Despite showing this trust in us, my husband has done all he can to avoid seeing them. He says he doesn’t want us to be seen as the poor relations. I have tried to explain that this is silly. They have been our closest friends forever. My husband went to university with him and was best man at their wedding, and they’ve spent a lot of their free time together. His wife was the matron of honour at our wedding and since then, she has become the first person I turn to when I want to talk about a problem. They’re even godparents to our daughter.

My husband can’t see past the money though. It’s getting really difficult now because they keep calling me to arrange things with us. I’ve used every excuse I can think of to put them off and I hate having to do it. Sooner or later, they are going to be offended and we will lose them as friends. I don’t want that to happen. They are good friends, and I am not going to let this money spoil that. How do I get my husband to understand this?

SY

FIONA SAYS: I suspect your husband’s behaviour stems from a mix of embarrassment, jealousy and feelings of inferiority. He needs to break out of this, or else as you say, risk losing these good friends. Talk with him again and explain just how unhappy this is making you. Then point out that friendship should not be about competition or who has the most money. It’s about finding people you can trust and rely on to have your back when problems arise. It’s about being with people who make you happy. And that may be exactly why they are keen to keep the friendship, because they need the support of good friends.

They know that you are friends with them because of who they are, not how much money they have. For them, that’s priceless.

Hopefully, this will encourage your husband to rethink his attitude before it’s too late. If not, you may have to resort to stronger tactics. The next time they get in touch, don’t put them off. Arrange a get-together or perhaps see them on your own. And if your husband doesn’t like this or doesn’t want to go, let him tell his friends why.

Should I try and

stop my son’s new

relationship?

MY SON is 37, single and lives alone. He has always been a kind and gentle person, willing to help anyone. He has just started seeing a woman who seems to have a terrible reputation locally.

I think she’s been married twice before and has three children. My friend thinks that not all of these are from her two ex-husbands either. I am sure she is just using him to get his money – and once that’s gone, she’ll be gone too, leaving him to pick up the pieces.

I want to talk to her and tell her to leave my son alone, but my husband thinks this would be a bad idea. He’s our son though, and I can’t bear the thought of him getting hurt if there’s something I could have done to prevent it. If I can’t speak to her, perhaps I should warn my son off this woman instead.

AP

FIONA SAYS: Your husband is right, I think you need to tread very carefully here. Gossip is a very poor source of information to use when forming an opinion about someone. It’s often wrong, nearly always exaggerated, and it’s all you really have here. For example, you have no way of knowing that she is after his money, or even that you son intends to help her financially. Telling you that he is worried about money might have nothing to do with her debts. It might even be his roundabout way of preparing you for the news that they are going to be living together, because it’s cheaper.

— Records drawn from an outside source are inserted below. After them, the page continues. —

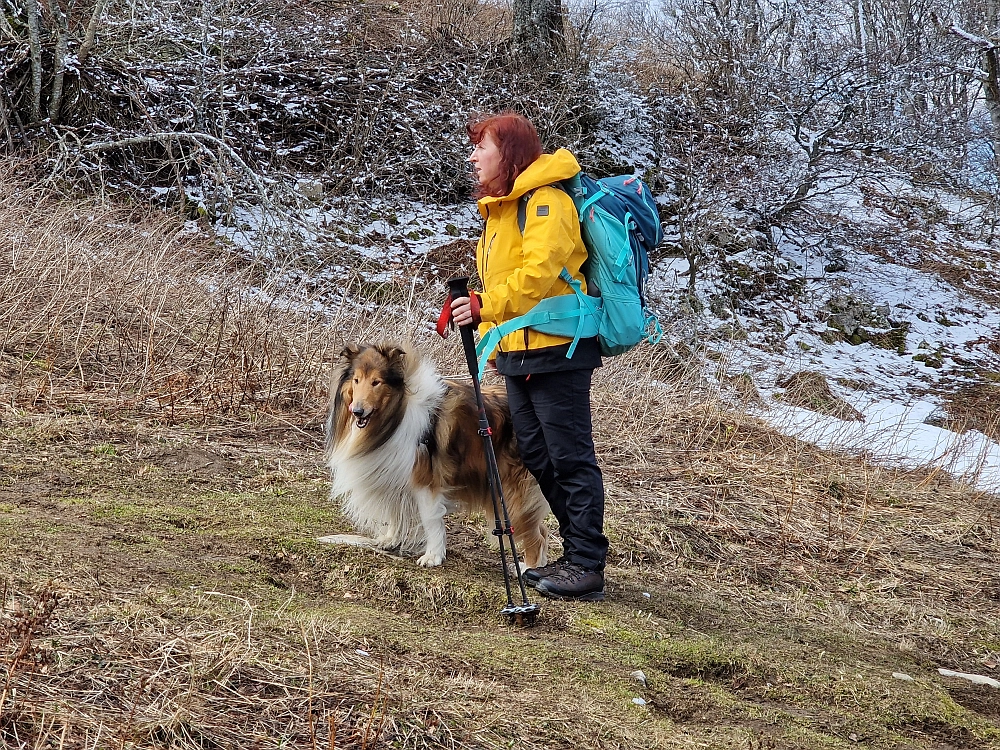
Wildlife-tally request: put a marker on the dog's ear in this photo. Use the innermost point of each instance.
(395, 358)
(350, 352)
(395, 354)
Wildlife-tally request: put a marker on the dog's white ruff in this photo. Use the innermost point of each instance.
(378, 496)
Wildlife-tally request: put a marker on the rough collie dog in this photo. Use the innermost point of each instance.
(404, 449)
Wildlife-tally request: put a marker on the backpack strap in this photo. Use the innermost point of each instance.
(553, 315)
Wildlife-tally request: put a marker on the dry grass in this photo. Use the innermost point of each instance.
(102, 306)
(164, 589)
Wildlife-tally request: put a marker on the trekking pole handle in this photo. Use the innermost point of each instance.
(459, 287)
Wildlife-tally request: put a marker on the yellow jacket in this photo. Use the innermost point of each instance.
(518, 271)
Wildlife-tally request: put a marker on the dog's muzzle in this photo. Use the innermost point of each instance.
(360, 416)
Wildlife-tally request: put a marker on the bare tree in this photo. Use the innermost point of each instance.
(538, 27)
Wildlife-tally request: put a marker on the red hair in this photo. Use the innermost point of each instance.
(518, 143)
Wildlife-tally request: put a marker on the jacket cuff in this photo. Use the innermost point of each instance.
(486, 312)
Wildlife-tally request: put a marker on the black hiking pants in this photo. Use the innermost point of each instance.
(552, 423)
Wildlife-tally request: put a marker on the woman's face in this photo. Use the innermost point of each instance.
(485, 160)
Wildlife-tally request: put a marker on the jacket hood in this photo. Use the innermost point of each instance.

Nor do you know anything about her children. In short, you know very little about this woman’s character and family, nor her relationship with your son. And interfering in it might just backfire, even were you to have absolute proof of what you are saying.

If you still feel you must do something, though, I suggest you speak with your son. I know you’re worried about him, but please don’t say anything negative about his new partner. Your son might resent this, and it could cause some ill-feeling between you. Instead, try to find out how he feels about her and whether he is sure that she is right for him. If he says she is, or that he loves her, then you must accept that that is his decision.

Then, whether you think it’s right or wrong, continue to love and support him as best you can. And that will include picking up the pieces if his decision turns out to be a poor one.